Yes, he did say some dreadful things.
However, I still contend his break from the papists was reluctant. Had the papists not challenged his writing, he possibly would have never have departed from the Roman church.
Politics and political substances had more to do with pushing him and the reformation, than did his desire to separate from the ungodly. I wondered if his legal training was more directive and one reason the items I listed that reflect papist teaching were never been purged, for they had no Scripture support.
I, too, thought the same, but a recent history account, the PBS "
Inside the Court of Henry VIII," about Henry and in particular his personality and temperment behind his character revealed that Henry did indeed cluctch the rosary.
The rosary was not "band" at the time. Henry did not have rational coherence the last 24 hours or more, and although the doctors knew possibly a week or more that he was going to die, there is no account that he was told.
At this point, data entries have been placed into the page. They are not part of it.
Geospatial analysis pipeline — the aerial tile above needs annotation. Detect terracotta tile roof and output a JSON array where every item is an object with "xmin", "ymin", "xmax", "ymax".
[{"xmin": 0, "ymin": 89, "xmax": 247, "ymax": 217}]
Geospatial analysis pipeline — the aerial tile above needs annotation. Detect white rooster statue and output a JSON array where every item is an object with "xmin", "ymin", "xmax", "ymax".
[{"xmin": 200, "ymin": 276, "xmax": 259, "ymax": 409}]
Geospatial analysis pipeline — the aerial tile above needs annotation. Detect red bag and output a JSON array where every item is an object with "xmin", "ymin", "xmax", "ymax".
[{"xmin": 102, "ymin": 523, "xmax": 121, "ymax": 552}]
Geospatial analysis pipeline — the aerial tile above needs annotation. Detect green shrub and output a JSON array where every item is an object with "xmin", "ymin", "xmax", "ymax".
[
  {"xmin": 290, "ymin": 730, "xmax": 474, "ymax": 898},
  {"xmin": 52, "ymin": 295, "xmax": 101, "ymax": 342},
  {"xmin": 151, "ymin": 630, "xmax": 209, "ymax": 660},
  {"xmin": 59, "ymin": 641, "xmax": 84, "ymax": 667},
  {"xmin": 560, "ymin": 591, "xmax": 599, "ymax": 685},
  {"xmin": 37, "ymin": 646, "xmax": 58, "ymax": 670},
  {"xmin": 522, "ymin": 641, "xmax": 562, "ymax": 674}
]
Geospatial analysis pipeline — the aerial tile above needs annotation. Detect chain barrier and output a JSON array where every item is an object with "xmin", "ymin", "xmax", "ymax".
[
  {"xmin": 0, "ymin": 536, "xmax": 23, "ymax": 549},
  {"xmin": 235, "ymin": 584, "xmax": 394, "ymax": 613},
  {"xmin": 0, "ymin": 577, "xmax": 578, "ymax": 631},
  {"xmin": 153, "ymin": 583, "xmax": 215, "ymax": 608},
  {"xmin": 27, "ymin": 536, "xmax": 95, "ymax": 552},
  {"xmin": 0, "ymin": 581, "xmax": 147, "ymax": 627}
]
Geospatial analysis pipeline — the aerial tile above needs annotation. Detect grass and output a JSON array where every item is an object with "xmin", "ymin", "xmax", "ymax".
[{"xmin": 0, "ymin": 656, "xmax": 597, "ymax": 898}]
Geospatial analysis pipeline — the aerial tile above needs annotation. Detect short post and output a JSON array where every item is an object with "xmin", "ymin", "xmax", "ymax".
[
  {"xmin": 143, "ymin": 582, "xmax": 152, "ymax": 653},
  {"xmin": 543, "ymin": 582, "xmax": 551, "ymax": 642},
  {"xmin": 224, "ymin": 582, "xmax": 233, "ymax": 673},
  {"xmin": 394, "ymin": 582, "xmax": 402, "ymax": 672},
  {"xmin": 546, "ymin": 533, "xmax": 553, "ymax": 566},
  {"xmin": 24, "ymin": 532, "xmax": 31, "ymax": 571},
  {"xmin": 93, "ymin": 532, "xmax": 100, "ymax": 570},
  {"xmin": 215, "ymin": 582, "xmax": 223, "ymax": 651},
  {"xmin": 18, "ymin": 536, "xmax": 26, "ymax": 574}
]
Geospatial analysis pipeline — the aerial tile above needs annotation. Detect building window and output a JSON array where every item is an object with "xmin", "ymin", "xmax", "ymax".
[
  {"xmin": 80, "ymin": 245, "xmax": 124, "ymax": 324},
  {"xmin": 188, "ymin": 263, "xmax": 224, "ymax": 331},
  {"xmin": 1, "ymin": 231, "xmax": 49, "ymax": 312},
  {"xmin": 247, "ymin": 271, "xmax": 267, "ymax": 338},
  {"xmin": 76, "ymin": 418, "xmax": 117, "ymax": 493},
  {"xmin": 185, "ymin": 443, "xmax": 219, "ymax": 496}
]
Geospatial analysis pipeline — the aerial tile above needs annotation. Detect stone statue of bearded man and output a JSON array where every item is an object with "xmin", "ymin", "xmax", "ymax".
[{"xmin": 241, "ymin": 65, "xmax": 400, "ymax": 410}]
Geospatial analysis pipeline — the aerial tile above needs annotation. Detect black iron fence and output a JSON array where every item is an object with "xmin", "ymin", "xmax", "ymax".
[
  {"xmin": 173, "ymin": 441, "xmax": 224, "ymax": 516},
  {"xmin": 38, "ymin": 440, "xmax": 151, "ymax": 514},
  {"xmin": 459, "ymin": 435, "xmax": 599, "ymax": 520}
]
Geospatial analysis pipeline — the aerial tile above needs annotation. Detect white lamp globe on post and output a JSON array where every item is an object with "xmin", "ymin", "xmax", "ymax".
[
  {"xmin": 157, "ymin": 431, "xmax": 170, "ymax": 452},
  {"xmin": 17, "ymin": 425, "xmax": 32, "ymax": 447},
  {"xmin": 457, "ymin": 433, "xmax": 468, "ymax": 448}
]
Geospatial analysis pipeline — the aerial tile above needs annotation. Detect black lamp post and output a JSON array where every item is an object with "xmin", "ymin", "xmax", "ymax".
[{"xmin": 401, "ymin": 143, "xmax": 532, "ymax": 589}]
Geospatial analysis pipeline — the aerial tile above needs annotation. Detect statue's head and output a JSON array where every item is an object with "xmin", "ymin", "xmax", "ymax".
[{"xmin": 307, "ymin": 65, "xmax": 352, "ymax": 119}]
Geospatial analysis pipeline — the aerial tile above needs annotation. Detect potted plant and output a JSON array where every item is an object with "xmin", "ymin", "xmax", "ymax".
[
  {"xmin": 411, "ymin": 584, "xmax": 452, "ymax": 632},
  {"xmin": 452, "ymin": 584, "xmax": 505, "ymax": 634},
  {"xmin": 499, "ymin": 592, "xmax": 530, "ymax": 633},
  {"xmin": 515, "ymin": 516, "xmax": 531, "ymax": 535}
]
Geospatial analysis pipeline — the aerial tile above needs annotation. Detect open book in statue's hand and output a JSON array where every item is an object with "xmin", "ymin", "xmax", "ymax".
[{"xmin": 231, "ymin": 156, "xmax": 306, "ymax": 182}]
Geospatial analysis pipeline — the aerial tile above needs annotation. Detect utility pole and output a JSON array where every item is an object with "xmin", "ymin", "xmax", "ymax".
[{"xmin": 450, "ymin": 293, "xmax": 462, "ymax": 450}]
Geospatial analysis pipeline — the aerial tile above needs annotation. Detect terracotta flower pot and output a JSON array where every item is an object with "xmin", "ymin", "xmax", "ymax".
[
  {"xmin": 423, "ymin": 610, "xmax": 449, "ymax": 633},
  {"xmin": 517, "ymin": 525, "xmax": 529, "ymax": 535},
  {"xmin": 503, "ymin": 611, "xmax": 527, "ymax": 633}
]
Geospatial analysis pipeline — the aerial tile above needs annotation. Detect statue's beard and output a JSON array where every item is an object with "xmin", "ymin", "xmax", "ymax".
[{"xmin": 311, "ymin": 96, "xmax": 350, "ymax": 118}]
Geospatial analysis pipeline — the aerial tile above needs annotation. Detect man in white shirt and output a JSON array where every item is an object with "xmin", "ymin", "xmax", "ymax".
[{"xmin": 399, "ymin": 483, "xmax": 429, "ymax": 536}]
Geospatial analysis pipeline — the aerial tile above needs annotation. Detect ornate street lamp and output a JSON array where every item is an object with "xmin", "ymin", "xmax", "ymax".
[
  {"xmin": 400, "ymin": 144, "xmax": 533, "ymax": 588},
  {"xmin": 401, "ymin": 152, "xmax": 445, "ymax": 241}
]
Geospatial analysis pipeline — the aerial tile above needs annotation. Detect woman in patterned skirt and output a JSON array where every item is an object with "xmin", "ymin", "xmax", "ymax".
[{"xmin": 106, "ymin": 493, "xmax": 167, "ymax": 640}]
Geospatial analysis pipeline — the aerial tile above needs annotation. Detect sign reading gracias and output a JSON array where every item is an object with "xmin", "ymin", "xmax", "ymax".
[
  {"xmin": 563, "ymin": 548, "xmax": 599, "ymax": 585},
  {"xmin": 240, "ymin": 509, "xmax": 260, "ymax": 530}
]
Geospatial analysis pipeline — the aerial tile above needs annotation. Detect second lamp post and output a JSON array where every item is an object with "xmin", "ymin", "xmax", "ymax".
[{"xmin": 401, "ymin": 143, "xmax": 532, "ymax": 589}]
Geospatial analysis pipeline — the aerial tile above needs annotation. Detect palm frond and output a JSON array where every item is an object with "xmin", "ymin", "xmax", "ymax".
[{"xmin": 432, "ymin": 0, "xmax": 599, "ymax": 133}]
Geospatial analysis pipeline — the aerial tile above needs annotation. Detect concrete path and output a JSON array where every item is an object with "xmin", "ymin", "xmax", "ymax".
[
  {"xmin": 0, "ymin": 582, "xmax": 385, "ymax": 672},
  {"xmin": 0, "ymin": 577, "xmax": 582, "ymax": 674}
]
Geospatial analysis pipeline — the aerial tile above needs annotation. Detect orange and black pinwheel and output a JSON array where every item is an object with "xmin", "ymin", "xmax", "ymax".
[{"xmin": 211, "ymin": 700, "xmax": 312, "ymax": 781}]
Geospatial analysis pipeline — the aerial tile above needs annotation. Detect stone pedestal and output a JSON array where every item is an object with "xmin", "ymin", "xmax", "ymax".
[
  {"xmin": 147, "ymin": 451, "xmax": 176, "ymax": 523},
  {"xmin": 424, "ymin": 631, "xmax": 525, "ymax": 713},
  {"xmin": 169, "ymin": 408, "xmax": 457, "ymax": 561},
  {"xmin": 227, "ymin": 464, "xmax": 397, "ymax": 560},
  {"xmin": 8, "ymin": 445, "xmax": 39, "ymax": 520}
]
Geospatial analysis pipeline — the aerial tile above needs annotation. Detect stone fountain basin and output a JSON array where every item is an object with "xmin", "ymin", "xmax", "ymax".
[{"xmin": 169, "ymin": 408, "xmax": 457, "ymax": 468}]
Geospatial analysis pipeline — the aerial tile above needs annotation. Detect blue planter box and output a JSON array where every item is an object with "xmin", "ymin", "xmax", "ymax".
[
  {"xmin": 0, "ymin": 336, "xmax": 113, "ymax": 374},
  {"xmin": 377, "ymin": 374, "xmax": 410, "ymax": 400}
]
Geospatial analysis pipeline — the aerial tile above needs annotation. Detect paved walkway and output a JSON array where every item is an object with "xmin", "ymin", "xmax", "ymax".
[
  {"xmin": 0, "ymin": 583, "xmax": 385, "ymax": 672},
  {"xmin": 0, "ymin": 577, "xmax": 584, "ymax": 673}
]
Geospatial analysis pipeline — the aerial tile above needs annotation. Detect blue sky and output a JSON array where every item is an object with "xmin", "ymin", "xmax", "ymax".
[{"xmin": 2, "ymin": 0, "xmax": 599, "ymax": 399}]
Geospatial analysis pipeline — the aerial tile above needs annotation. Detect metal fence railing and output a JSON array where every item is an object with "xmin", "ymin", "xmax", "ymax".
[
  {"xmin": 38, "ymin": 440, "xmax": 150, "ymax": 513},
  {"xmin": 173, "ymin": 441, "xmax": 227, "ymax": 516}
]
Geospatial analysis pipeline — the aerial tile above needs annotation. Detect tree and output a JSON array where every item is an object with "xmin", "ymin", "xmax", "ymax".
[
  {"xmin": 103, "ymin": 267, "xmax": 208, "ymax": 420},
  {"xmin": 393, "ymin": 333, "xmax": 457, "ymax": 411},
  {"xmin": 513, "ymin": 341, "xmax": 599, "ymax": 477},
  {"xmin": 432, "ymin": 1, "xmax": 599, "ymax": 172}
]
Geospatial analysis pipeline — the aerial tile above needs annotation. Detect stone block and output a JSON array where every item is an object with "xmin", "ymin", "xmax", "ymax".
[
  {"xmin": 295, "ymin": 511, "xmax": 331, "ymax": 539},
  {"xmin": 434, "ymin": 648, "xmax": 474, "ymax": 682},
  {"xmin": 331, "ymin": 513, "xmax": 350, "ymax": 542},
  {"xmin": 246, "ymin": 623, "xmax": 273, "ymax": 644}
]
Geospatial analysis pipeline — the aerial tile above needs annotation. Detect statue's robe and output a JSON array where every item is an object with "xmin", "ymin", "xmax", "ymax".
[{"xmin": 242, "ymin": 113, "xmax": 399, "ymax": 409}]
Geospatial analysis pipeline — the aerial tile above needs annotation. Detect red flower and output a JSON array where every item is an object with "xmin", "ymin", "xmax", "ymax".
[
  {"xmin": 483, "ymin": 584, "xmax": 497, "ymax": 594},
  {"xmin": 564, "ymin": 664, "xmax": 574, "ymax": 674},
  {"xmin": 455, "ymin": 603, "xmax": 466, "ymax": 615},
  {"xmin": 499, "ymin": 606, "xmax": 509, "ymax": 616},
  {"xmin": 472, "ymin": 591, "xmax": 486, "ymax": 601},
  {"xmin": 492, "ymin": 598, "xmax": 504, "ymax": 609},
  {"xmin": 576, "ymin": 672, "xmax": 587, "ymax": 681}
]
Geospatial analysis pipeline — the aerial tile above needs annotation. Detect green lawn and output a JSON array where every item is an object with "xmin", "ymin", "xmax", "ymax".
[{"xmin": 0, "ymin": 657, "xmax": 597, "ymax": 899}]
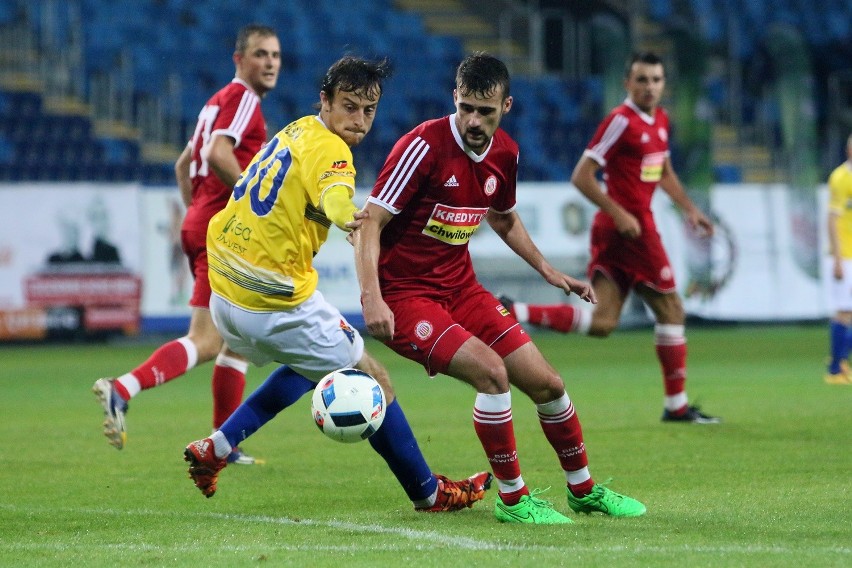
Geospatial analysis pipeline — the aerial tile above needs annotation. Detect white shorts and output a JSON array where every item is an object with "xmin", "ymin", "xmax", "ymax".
[
  {"xmin": 825, "ymin": 257, "xmax": 852, "ymax": 312},
  {"xmin": 210, "ymin": 290, "xmax": 364, "ymax": 381}
]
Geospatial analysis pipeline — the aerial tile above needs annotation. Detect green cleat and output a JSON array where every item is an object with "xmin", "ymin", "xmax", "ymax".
[
  {"xmin": 494, "ymin": 489, "xmax": 574, "ymax": 524},
  {"xmin": 567, "ymin": 483, "xmax": 646, "ymax": 517}
]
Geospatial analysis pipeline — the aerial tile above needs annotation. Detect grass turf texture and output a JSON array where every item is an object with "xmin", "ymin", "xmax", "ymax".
[{"xmin": 1, "ymin": 324, "xmax": 849, "ymax": 567}]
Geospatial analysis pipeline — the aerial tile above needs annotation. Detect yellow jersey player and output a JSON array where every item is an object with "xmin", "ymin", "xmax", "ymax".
[
  {"xmin": 183, "ymin": 56, "xmax": 492, "ymax": 511},
  {"xmin": 825, "ymin": 133, "xmax": 852, "ymax": 385}
]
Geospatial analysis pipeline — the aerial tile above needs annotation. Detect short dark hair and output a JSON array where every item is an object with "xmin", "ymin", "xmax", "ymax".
[
  {"xmin": 455, "ymin": 52, "xmax": 510, "ymax": 99},
  {"xmin": 625, "ymin": 51, "xmax": 664, "ymax": 78},
  {"xmin": 235, "ymin": 24, "xmax": 277, "ymax": 54},
  {"xmin": 320, "ymin": 56, "xmax": 392, "ymax": 102}
]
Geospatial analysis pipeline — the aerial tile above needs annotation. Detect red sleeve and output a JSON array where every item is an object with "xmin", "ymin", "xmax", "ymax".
[
  {"xmin": 210, "ymin": 84, "xmax": 260, "ymax": 149},
  {"xmin": 584, "ymin": 110, "xmax": 628, "ymax": 166},
  {"xmin": 369, "ymin": 129, "xmax": 434, "ymax": 214}
]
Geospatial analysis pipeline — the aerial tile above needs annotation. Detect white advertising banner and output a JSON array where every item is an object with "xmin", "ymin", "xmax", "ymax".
[
  {"xmin": 138, "ymin": 187, "xmax": 193, "ymax": 318},
  {"xmin": 0, "ymin": 181, "xmax": 831, "ymax": 341},
  {"xmin": 666, "ymin": 184, "xmax": 828, "ymax": 320},
  {"xmin": 0, "ymin": 183, "xmax": 142, "ymax": 339}
]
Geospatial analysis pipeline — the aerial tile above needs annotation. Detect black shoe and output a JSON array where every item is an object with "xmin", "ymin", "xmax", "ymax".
[
  {"xmin": 661, "ymin": 405, "xmax": 720, "ymax": 424},
  {"xmin": 497, "ymin": 294, "xmax": 514, "ymax": 311}
]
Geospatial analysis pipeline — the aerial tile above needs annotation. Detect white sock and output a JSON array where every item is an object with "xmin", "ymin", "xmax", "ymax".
[
  {"xmin": 575, "ymin": 308, "xmax": 592, "ymax": 334},
  {"xmin": 210, "ymin": 430, "xmax": 232, "ymax": 459}
]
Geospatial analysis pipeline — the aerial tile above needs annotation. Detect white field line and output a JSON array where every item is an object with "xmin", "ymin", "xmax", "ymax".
[{"xmin": 0, "ymin": 504, "xmax": 849, "ymax": 556}]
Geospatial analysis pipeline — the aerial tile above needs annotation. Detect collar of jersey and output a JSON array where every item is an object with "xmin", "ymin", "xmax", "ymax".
[{"xmin": 449, "ymin": 114, "xmax": 491, "ymax": 162}]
It would have to be that the account of squeezing the hand of Cranmer be held as more unlikely than him clutching to religious training and tradition that he had set aside for personal gains.
Politics, as in the case of Luther, also was revealed by Henry's death being kept silent, even from servants who would bring meals to the chamber doors for two days.
Political power played more in living and dying of the reformation characters than did the Scriptures.
In reading about Cranmer and his accomplishments, a person just cannot escape that he published alloed on the political will of the times, he had to hide his marriage for some years until political favor allowed the introduction, and eventually re-embraced the papists though admittedly tortured into doing again by the wind of political expediency.
But, then did not politics call for the crucifixion?